Cukor fera exception. Et pour bien des raisons : intellectuel new yorkais, issu du théâtre, précédé donc d'une réputation de snobinard, juif, homosexuel (ces deux derniers critères lui valurent d'être congédié du tournage d'Autant en emporte le vent à la demande de Clark Gable), on imagine qu'il n'a pas toujours eu la partie facile. Malgré des premiers films empesés, statiques, relevant du plus mauvais théâtre filmé, caractéristiques de cette période de transition, Cukor eut la chance de rencontrer très tôt un gros succès avec What price Hollywood? puis une actrice pour le moins charismatique en la personne de Katherine Hepburn (8 films sous sa direction). C'est évidemment à propos de ses actrices (le listing ahurissant ne ferait que doubler le volume de cet article...) qu'il se montre le plus loquace et le plus chaleureux. Encore épargné par le gâtisme et la nostalgite aiguë, il s'affiche par ailleurs résolument optimiste et plutôt bonne pâte face aux travers d'Hollywood, que ce soit la rigidité des studios de l'ancien temps ou les atermoiements de la génération qui a pris relève.

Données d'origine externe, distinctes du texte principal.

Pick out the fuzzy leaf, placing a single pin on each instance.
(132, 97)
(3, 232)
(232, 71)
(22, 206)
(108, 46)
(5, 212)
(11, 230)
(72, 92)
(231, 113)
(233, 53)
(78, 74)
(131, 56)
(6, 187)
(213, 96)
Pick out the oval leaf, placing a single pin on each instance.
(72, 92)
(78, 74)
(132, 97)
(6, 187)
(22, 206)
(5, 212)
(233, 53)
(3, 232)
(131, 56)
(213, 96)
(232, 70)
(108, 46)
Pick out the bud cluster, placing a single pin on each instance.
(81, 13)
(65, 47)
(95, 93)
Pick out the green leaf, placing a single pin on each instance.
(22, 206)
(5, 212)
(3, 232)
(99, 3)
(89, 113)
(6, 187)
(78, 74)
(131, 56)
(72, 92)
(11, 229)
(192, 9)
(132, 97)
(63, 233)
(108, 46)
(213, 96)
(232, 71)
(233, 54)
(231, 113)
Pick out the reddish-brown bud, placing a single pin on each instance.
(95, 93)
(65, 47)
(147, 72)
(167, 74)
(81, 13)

Au-delà du mythe, Hollywood fut une pépinière de talents mais, dans son fonctionnement, une sacrée pétaudière qui décourage l'analyse et, dans ses accomplissements, défie toute logique. Le pragmatisme obstiné de Bogdanovich, mâtiné d'une pointe de complaisance, lui a permis d'amasser un inestimable trésor. Avant chaque entretien, ses exposés liminaires regorgent déjà d'observations savoureuses et passionnantes. Sur ce qui a été comme une seconde ruée vers l'Ouest, en se refusant à n'imprimer que la légende, cette somme est à défricher pas à pas, telle une intarissable mine d'or.
Cette large revue d'effectif vient compléter et enrichir les ouvrages de Tavernier et Coursodon sur de semblables territoires. Précisons que l'indispensable Vulgate de ces derniers, 50 ans de cinéma américain, épuisée depuis trop longtemps, devrait bientôt revenir en librairie sous le titre de 100 ans de cinéma américain et malgré le travail colossal à mener, notre impatience est à son comble.
Gageons que le second volume des entretiens de Bogdanovich devrait - restons prudents - nous parvenir avant. Il est annoncé pour avril et réunira un nouvel Olympe : Alfred Hitchcock, Otto Preminger, Sidney Lumet, Robert Aldrich, Don Siegel, Frank Tashlin, Edgar G. Ulmer, Chuck Jones et Joseph H. Lewis.